El Cuatro, The Ale Apothecary
Judges Ratings 
1 Review
90
Aroma:
22 / 24
Flavor:
37 / 40
Appearance:
5 / 6
Mouthfeel:
9 / 10
Overall Impression:
17 / 20
Description 

El Cuatro is made of local Oregon barley and crystal malt as well as aged Cascade hops. The beer is aged for 12 months is both brandy barrels and fresh Oregon pinot noir barrels, and finally naturally carbonated with honey. The combination of spirit and wine along with our house yeast culture is the focus of this beer.

Profile

ABV: 
10.9%
IBUs: 
25
Served at: 
55º F
Hops: 
Aged Cascade
Malts: 
Vanora, Copeland Pils, Multiple Crystal Malts
Judges Review 
Jason Johnson's picture
Judges Rating:
90
Aroma:
22 / 24
Appearance:
5 / 6
Flavor:
37 / 40
Mouthfeel:
9 / 10
Overall Impression:
17 / 20

El Cuatro by The Ale Apothecary is a wild ale aged in brandy and whiskey barrels, that puts it in the category 28C, Wild Specialty Beer. That category specifies it's for wild ales aged in wood or with fruit, herb, vegetable or spices added. This beer is just a wood aged wild ale. Let's take a closer look.

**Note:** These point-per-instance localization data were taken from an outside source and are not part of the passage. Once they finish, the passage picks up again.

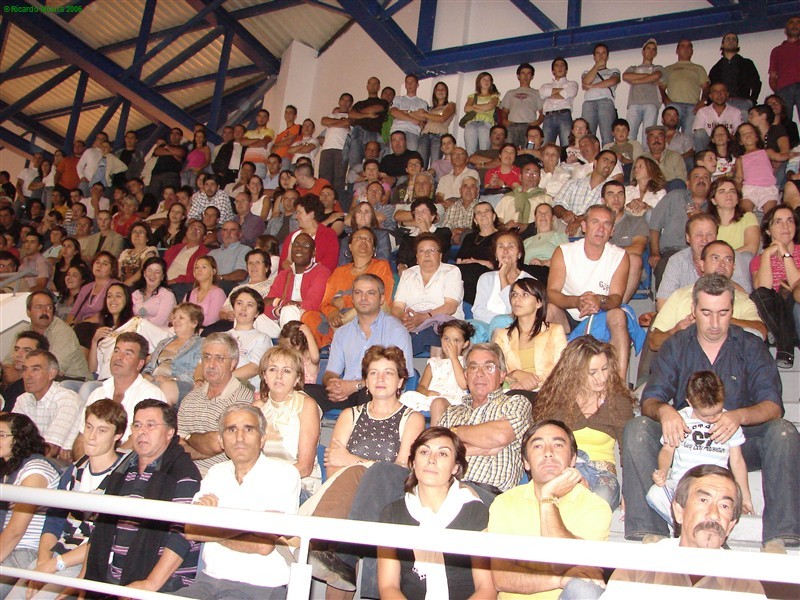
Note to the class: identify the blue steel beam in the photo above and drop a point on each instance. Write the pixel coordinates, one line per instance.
(245, 41)
(75, 113)
(219, 86)
(385, 32)
(101, 69)
(161, 89)
(573, 14)
(623, 35)
(37, 93)
(426, 25)
(23, 122)
(534, 13)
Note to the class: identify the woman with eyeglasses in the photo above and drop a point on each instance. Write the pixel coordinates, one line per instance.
(428, 294)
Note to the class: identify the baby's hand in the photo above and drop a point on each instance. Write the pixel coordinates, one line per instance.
(659, 477)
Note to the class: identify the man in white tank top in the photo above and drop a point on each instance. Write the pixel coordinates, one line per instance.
(588, 277)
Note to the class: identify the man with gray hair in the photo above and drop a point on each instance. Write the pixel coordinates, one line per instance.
(54, 408)
(243, 564)
(199, 412)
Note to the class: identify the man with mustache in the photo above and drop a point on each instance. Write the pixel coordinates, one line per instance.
(707, 506)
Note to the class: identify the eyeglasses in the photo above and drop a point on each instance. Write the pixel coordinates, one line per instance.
(488, 368)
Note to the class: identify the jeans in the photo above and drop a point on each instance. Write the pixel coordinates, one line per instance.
(701, 139)
(430, 147)
(686, 113)
(600, 113)
(557, 126)
(771, 447)
(382, 484)
(791, 96)
(778, 314)
(644, 116)
(354, 145)
(744, 105)
(476, 136)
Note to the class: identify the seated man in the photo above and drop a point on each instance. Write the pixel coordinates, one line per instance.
(630, 233)
(238, 563)
(230, 257)
(490, 421)
(372, 326)
(676, 313)
(53, 408)
(707, 505)
(126, 385)
(752, 401)
(573, 200)
(200, 411)
(143, 553)
(553, 504)
(588, 277)
(683, 267)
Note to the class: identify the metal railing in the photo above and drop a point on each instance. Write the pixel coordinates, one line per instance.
(729, 563)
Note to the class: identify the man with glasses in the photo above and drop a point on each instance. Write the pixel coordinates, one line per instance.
(126, 385)
(138, 553)
(201, 409)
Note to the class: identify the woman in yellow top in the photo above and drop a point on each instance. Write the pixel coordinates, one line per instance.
(482, 103)
(586, 392)
(738, 228)
(531, 345)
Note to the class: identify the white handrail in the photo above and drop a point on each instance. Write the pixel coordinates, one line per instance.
(731, 563)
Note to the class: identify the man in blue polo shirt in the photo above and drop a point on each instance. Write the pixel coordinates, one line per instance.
(343, 380)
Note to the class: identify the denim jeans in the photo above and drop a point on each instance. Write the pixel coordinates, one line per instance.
(476, 136)
(772, 447)
(686, 113)
(600, 113)
(354, 145)
(791, 96)
(430, 148)
(641, 115)
(557, 126)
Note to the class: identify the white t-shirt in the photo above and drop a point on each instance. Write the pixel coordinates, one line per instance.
(271, 485)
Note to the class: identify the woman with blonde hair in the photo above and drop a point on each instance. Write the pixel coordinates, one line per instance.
(586, 392)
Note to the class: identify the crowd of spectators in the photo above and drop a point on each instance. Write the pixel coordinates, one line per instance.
(180, 298)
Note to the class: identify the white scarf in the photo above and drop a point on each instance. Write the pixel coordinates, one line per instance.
(429, 565)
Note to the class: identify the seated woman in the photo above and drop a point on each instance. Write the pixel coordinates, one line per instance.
(173, 363)
(362, 215)
(247, 305)
(22, 463)
(152, 300)
(206, 293)
(506, 175)
(531, 345)
(337, 303)
(435, 499)
(774, 271)
(492, 305)
(380, 430)
(539, 248)
(310, 213)
(738, 228)
(647, 186)
(428, 294)
(132, 259)
(293, 418)
(174, 230)
(586, 392)
(475, 256)
(425, 216)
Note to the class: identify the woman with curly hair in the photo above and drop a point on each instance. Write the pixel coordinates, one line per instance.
(23, 463)
(586, 392)
(648, 186)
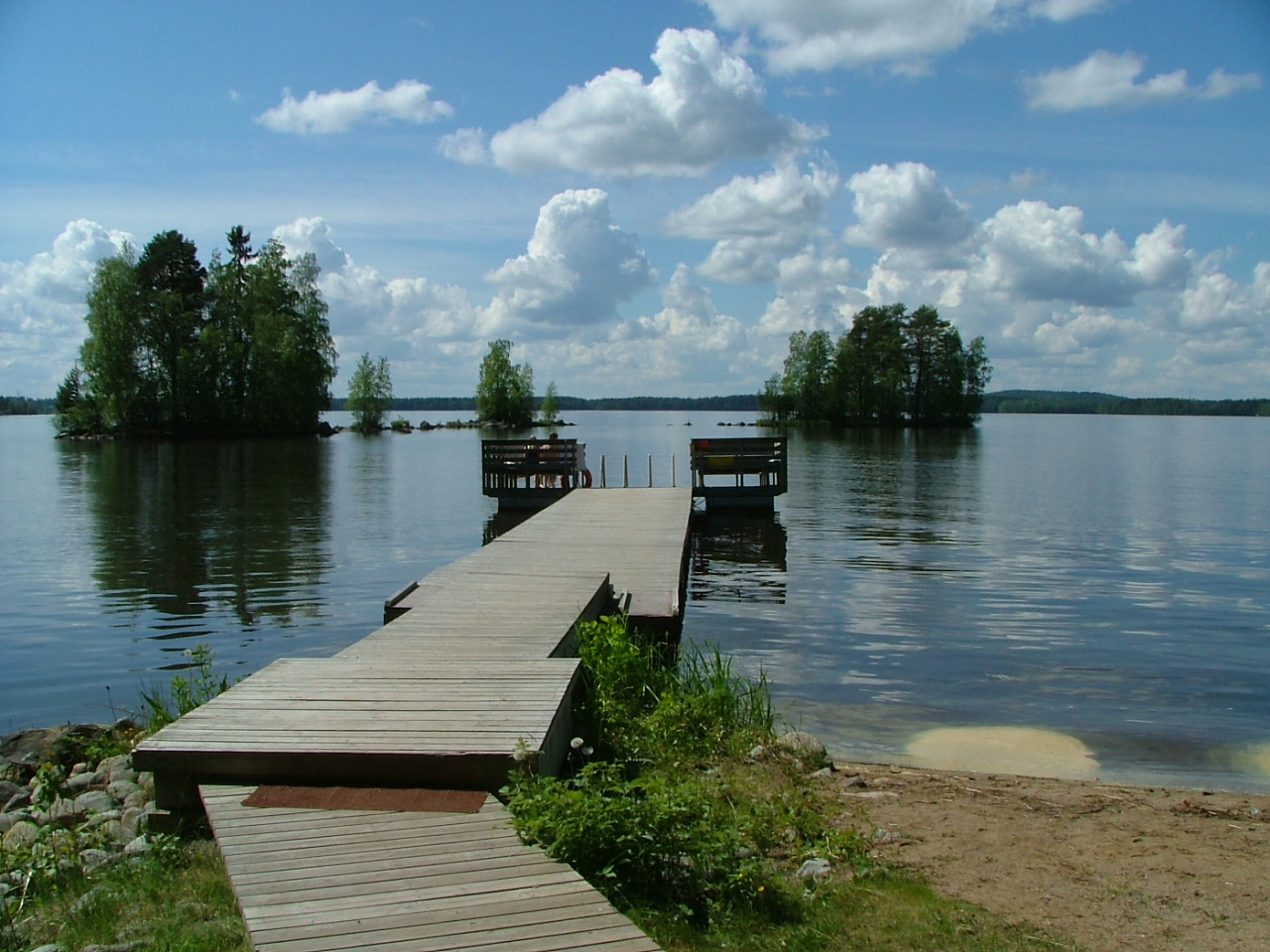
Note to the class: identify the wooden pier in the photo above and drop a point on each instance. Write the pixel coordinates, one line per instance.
(743, 472)
(472, 670)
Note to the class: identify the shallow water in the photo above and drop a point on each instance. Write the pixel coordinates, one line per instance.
(1102, 578)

In the aroma, it's very interesting that I get a noticeable hit of tart cherry, considering there is no fruit in the beer. I suspect there are caramel malts in conjunction with the oaked brandy character at play there. I do also smell some low amounts of sweet caramel malts and a very light toast. The hop aroma is fairly void, but the sourness is a pretty evident even in the nose. It has a light lactic aroma. Still that aside, it's clean with no other wild-like aromas. The beer poured amber in color, crystal clear, with no head. That can happen with some wild ales so it's not a huge deal. Still, a nice head is good to see on any beer. The flavor is mildly sweet with a bit of caramel. There is a low amount of toasty malt that dries it out fairly quickly. Again, the tartness and sweetness combined with what I think is the brandy adds a cherry note to the flavor. The oak is also evident in the flavor, with a low oaky astringency from the tannins in the wood. The balance leans on the tart fruitiness. The bitterness is pretty low but barely balances the beer. It's mostly the tartness that prevents the beer from coming across sweet in the finish. The tartness and oaky astringency gives the perception of a dry finish. The body is medium, carbonation is crisp and poppy, and while not creamy, the beer is refreshingly tart and puckering. Overall, I really enjoyed the dynamics of this beer and found it very interesting and fun to drink. I could have used a bit more hop bitterness and aroma to make this beer a bit more beer-like as opposed to a funky wine. But some of the light caramel and toast did remind me that it's a beer. I think this beer stands taller than many other wild ales I've tried.